Covariant Functors and Asymptotic Stability

TL;DR

This paper investigates the asymptotic behavior of associated primes and depth of modules under covariant functors, establishing stability results for coherent functors and exploring cases beyond coherence.

Contribution

It proves asymptotic stability of associated primes and depths for coherent functors and extends the analysis to certain non-coherent functors like local cohomology.

Findings

Associated primes stabilize for large n under coherent functors.

Stability of J-depths is established for large n.

Non-coherent functors can also exhibit asymptotic stability in some cases.

Abstract

Let R be a commutative Noetherian ring, I and J ideals of R and M a finitely generated R-module. Let F be a covariant R-linear functor from the category of finitely generated R-modules to itself. We first show that if F is coherent, then the sets of associated primes of F(M/I^n M) and F(I^n-1 M / I^n M) and the J-depths of F(M/I^n M) and F(I^n-1 M / I^n M) become independent of n for large n.

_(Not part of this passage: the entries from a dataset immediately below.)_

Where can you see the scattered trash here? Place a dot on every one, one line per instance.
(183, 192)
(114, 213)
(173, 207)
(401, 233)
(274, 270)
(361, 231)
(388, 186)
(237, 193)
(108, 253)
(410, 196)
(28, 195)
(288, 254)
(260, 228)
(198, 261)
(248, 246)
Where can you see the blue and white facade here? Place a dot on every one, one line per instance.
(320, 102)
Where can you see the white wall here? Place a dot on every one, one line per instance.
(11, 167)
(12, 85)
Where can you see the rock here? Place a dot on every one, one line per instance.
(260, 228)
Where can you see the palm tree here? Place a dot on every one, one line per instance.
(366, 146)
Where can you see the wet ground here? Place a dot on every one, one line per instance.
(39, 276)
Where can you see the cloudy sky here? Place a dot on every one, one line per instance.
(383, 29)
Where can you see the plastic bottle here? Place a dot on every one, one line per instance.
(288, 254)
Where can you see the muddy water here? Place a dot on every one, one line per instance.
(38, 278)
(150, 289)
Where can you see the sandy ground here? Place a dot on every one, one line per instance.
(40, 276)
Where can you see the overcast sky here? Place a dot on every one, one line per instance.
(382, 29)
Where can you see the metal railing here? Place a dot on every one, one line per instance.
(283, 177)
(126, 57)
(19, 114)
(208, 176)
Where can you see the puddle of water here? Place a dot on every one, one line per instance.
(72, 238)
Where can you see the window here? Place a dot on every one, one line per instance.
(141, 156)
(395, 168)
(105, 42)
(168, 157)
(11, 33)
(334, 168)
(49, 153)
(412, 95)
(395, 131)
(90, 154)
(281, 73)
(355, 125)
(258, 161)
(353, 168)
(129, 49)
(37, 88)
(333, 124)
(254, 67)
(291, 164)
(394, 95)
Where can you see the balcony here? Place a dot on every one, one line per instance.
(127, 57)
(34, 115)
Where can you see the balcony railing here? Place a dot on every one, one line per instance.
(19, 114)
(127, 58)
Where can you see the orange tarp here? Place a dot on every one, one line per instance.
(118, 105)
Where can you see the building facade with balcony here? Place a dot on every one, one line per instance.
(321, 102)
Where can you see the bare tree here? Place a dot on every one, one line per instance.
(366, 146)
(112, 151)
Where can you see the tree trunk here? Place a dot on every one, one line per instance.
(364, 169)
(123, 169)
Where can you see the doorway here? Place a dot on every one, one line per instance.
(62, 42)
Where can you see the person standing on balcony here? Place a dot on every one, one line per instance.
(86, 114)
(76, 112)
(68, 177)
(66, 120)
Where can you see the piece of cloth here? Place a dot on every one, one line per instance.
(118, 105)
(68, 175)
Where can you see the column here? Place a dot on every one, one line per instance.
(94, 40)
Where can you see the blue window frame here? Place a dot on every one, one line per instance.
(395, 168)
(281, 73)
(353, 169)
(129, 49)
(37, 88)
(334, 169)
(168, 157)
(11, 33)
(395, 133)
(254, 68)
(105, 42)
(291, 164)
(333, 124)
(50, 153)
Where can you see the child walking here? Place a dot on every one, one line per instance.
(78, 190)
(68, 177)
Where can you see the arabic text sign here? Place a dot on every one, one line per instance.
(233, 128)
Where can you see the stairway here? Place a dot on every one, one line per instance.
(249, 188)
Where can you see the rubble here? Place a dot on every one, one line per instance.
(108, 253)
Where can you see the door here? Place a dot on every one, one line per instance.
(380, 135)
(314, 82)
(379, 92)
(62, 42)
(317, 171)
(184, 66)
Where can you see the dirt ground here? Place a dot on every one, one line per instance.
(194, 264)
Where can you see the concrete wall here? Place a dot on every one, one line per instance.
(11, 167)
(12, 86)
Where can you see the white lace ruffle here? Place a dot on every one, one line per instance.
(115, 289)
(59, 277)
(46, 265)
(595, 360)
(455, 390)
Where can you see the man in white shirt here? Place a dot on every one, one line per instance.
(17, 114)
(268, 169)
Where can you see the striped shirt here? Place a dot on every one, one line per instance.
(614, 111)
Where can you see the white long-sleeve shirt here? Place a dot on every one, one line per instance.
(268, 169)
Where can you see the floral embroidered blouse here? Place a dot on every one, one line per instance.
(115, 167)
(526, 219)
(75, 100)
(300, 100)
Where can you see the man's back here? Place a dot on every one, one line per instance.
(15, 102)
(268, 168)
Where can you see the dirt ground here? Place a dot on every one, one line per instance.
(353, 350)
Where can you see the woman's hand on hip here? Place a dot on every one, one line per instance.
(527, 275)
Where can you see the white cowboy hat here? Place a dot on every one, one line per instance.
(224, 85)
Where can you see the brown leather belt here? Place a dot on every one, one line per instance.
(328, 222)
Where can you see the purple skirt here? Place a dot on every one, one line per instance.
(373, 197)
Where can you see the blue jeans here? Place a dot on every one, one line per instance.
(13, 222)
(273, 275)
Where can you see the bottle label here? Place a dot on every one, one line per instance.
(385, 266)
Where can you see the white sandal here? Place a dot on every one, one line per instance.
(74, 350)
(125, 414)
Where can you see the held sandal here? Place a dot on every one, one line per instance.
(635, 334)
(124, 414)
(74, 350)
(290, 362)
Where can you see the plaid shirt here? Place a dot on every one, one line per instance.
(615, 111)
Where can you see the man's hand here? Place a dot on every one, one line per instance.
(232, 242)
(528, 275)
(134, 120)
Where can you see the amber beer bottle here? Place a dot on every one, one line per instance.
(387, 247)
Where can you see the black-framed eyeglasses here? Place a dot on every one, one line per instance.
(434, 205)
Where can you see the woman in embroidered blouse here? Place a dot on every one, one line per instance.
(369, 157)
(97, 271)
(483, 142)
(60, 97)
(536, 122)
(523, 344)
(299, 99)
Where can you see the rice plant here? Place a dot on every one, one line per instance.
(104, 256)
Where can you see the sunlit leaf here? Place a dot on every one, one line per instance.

Next, we consider several examples in which F is a rather familiar functor, but is not coherent or not even finitely generated in general. In these cases, the set of associated primes of F(M/I^n M) still becomes independent of n for large n. We then show one negative result where F is not finitely generated. Finally, we give a positive result where F belongs to a special class of functors which are not finitely generated in general, an example of which is the zeroth local cohomology functor.